The Board of Directors believes that the adoption of this resolution is
unnecessary and is not in the best interests of the Company and its
stockholders. A vote in favor of this proposal could be viewed by the market
place as hanging a "for sale" sign on the front door, which could disrupt
customer and employee relationships and interfere with the Company's strategy
for long-term growth.
The Board periodically evaluates the courses of action available to the
Company and has determined that presently the most effective means of maximizing
stockholder value over a sustained period of time is by remaining independent.

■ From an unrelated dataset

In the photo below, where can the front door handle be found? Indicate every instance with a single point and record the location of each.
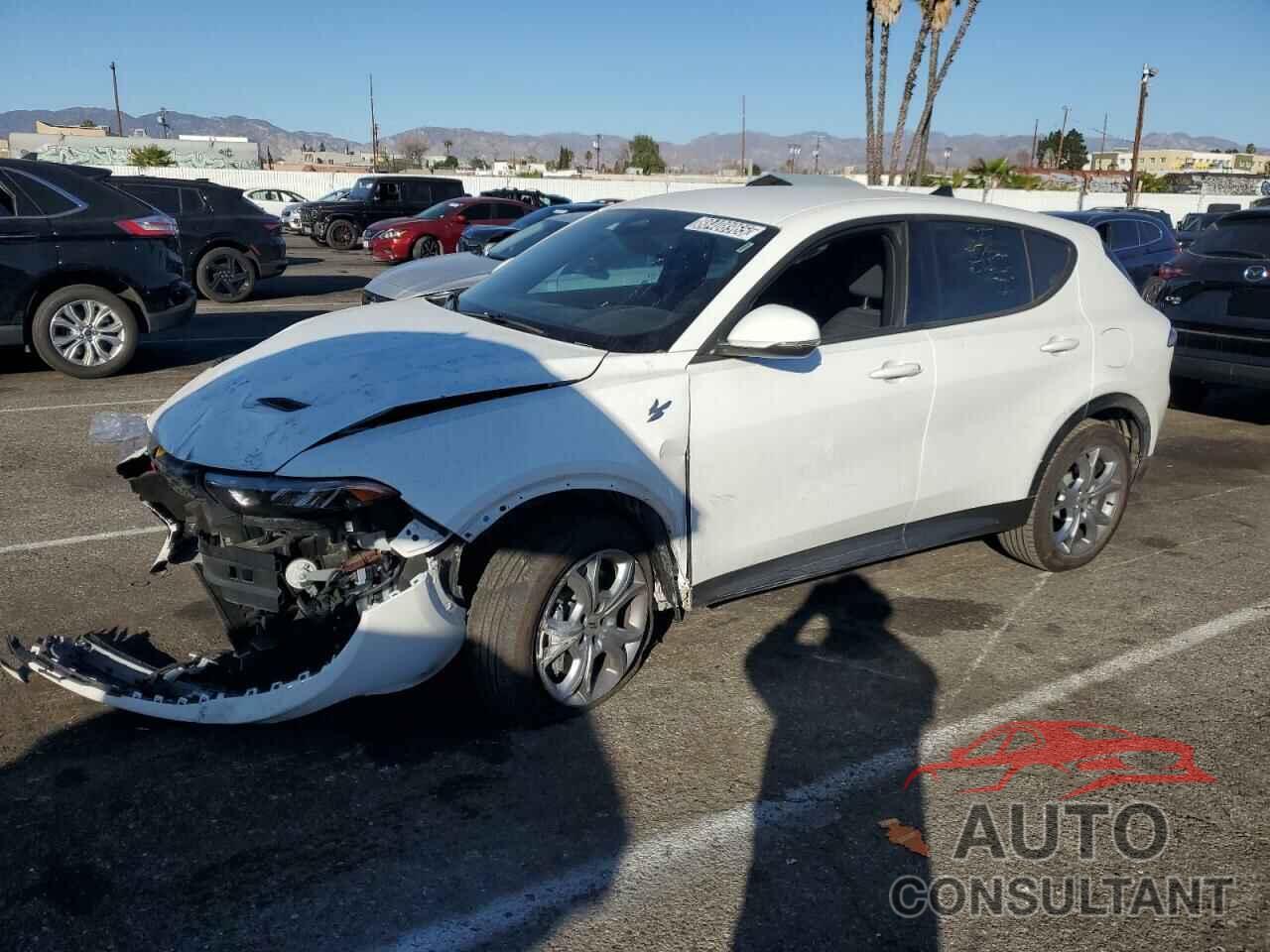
(1060, 345)
(890, 370)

The Board recognizes its responsibility to exercise its fiduciary responsibility
to consider any bona fide proposal for the acquisition of the Company that may
be presented to it. No such proposal has ever been received by the Board of
Directors and the Board has never authorized the solicitation of any such
proposal.
The Board believes that the Company's prospects of generating levels of growth
and profitability that would increase stockholder value are quite good. Although
past performance may not always be indicative of the Company's future results,
the Company's performance over the past five years in terms of its five-year
cumulative total return on its common stock, return on average assets and return
on average stockholders' equity, and asset quality and capital ratios, serves to
support these prospects for its future performance.
The Company, and previously its predecessor, Lebanon Valley National Bank, have
been in the business of providing banking services and products to its local
communities for 165 years. During this period, the Company has endured various
economic and political cycles, extreme levels of government regulation, changes
in banking laws, and periods of frantic bank merger activity, among numerous
other factors which could have negatively affected the viability of the
Company's operations. The Company has been an important part of the local
communities that it serves, by providing needed credit and deposit products to
its local citizenship on a personalized basis. It has also been a significant
employer in many of its communities, and notes that one common consequence of
the current fad in bank mergers is the loss of many jobs of long-time and loyal
employees. A vote in favor of this proposal could therefore adversely affect the
Company's relationship with its employees.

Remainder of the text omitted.